O Conde do Pinhal e os convidados de São Paulo haviam ido da Capital a Rio Claro em trem especial e almoçaram na cidade. Dali partiu o trem inaugural (havia baldeação, lembram-se? As bitolas eram diferentes)  às 10 horas e 3/4 e chegou (em Araraquara) às 4 horas. Ali houve "grande enthusiasmo, musica, foguetes e discursos. Seguiu-se um lauto jantar offerecido pelo povo araraquarense e á noite houve baile".

Eram, na época, 128 quilômetros de Rio Claro a Araraquara. Alguns dados citados pelo jornal: declividade máxima 2%, alinhamentos rectos 61,32 da extensão total da qual 46,30% em nível. No mesmo dia foram abertas a estação de Visconde do Pinhal (a 48 km de São Carlos) e de Fortaleza, a 34 km. As obras de anrte mais "notaveis" foram citadas como sendo as pontes sobre o rio Monjolinho, a ponte do Cancan, a do Chibarro e a do Ouro.

Notas: o trecho Rio Claro-Visconde do Rio Claro aberto em 1884 (entre Rio Claro e São Carlos) foram erradicados parte em 1941 (Analandia-Visconde) e parte em1966 (Rio Claro-Analandia). A partir de 1916 esse trecho inteiro foi mantido em funcionamento como ramal de Analandia, ainda em bitola métrica. Analandia e o ramal passaram a ter esse nome em 1943; até aí, era Anápolis. A estação de Visconde do Rio Claro de 1885 mudou de local em 1916, passando para a bitola larga do trecho construído pela Paulista e mantendo o nome, com 36 anos de atraso, entre Rio Claro-Itirapina. O prédio da estação original ainda existe e, descaracterizado,serve como moradia.

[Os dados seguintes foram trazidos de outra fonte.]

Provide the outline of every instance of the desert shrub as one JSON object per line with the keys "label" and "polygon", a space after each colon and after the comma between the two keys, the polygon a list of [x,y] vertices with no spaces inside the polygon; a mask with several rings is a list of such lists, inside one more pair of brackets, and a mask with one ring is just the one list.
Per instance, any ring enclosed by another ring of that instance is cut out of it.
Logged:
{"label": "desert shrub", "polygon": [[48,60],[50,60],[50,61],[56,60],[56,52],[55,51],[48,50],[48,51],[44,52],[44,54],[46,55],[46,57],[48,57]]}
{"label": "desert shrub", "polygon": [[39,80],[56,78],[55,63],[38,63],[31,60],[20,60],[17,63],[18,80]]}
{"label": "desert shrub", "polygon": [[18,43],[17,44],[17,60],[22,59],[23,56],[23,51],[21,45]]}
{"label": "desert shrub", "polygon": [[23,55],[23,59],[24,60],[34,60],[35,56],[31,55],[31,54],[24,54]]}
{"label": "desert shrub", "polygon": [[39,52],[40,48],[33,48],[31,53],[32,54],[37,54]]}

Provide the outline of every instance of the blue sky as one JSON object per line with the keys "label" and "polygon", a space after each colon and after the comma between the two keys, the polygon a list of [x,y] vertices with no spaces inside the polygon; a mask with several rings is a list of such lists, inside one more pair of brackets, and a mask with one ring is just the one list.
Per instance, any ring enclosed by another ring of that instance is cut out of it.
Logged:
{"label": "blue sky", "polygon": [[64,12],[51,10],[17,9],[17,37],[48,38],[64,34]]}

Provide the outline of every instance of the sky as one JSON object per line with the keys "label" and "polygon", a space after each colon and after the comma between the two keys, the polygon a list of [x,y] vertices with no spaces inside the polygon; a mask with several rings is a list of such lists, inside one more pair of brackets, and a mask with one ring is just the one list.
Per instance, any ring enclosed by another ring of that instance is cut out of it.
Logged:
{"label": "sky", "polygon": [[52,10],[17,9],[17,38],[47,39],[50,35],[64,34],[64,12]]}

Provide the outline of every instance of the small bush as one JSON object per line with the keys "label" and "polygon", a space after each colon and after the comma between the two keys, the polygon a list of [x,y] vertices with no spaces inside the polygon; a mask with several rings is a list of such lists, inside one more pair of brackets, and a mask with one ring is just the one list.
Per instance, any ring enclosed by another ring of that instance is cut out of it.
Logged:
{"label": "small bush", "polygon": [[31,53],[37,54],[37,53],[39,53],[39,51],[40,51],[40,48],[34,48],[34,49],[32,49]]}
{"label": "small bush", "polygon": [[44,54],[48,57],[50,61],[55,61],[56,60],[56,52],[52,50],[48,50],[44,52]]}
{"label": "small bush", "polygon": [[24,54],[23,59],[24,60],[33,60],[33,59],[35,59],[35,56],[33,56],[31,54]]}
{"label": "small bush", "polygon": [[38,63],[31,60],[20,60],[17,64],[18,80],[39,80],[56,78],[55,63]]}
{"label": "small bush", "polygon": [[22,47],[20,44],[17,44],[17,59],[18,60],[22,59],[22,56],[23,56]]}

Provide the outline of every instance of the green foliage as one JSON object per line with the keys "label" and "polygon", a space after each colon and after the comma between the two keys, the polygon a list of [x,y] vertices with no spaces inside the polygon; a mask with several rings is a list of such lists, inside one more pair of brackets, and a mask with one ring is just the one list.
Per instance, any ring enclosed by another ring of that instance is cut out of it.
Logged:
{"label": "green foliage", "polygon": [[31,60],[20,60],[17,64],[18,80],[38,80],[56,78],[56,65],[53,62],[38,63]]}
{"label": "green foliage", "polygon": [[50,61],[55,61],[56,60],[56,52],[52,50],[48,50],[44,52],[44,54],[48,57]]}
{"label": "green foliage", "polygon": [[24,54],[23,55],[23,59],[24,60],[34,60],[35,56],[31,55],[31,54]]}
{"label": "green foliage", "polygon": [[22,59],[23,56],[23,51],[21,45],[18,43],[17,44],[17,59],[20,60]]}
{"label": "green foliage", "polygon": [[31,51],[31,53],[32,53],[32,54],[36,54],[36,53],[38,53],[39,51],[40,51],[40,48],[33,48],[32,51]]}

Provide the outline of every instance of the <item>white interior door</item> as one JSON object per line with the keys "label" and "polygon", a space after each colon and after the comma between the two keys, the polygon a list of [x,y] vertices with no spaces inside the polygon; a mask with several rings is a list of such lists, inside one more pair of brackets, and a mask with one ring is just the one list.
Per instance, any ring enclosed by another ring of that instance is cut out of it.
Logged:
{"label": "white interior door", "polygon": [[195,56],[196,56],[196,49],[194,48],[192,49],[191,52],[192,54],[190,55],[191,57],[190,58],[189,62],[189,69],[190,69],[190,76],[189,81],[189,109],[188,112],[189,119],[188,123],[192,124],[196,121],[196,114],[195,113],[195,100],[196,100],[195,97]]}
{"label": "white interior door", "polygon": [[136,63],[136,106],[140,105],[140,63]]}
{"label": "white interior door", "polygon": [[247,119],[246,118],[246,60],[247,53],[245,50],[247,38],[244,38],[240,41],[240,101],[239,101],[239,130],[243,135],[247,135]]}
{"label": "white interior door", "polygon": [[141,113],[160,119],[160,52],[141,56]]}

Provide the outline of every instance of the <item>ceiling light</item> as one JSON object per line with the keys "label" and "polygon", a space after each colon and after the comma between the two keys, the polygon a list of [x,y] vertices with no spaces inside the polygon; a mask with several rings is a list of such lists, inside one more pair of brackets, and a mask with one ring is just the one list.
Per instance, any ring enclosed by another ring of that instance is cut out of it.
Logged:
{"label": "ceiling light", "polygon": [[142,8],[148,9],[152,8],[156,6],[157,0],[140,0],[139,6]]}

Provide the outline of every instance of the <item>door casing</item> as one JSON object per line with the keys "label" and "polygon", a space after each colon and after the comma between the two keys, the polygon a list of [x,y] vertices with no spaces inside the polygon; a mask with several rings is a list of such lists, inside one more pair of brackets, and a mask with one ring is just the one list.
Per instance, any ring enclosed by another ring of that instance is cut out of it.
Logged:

Andreas Schmidt, citado acima, foi o construtor da estação de Valença, da E. F. Valenciana, RJ (depois ramal de Jacutinga da Central do Brasil), em 1871. Mais tarde, tornou-se acionista da Rio-clarense e depois da Cia. Paulista, tendo falecido em 1910, quando morava em Rio Claro e seu filho ocupava o mandato de prefeito na cidade. Como curiosidade, ele é trisavô de meu concunhado, que, não por coincidência, chama-se Andreas Schmidt. Aliás, este é também descendente direto do Visconde de Rio Claro. O engenheiro-fiscal Miranda Azevedo tornou-se nome de duas estações da linha-tronco da Sorocabana no município de Itatinga (a "velha" e depois a "nova"), ambas hoje demolidas.

A estação de Visconde de Pinhal passou mais tarde a se chamar Ibaté e nos anos 1940 mudou de local dentro do atual município deste nome, numa retificação de linha. Hoje está abandonada. Já a de Fortaleza foi fechada em 1922, tendo sido aberta bem próxima a ela uma outra estação de nome Chibarro. Ambos os prédios estão hoje abandonados.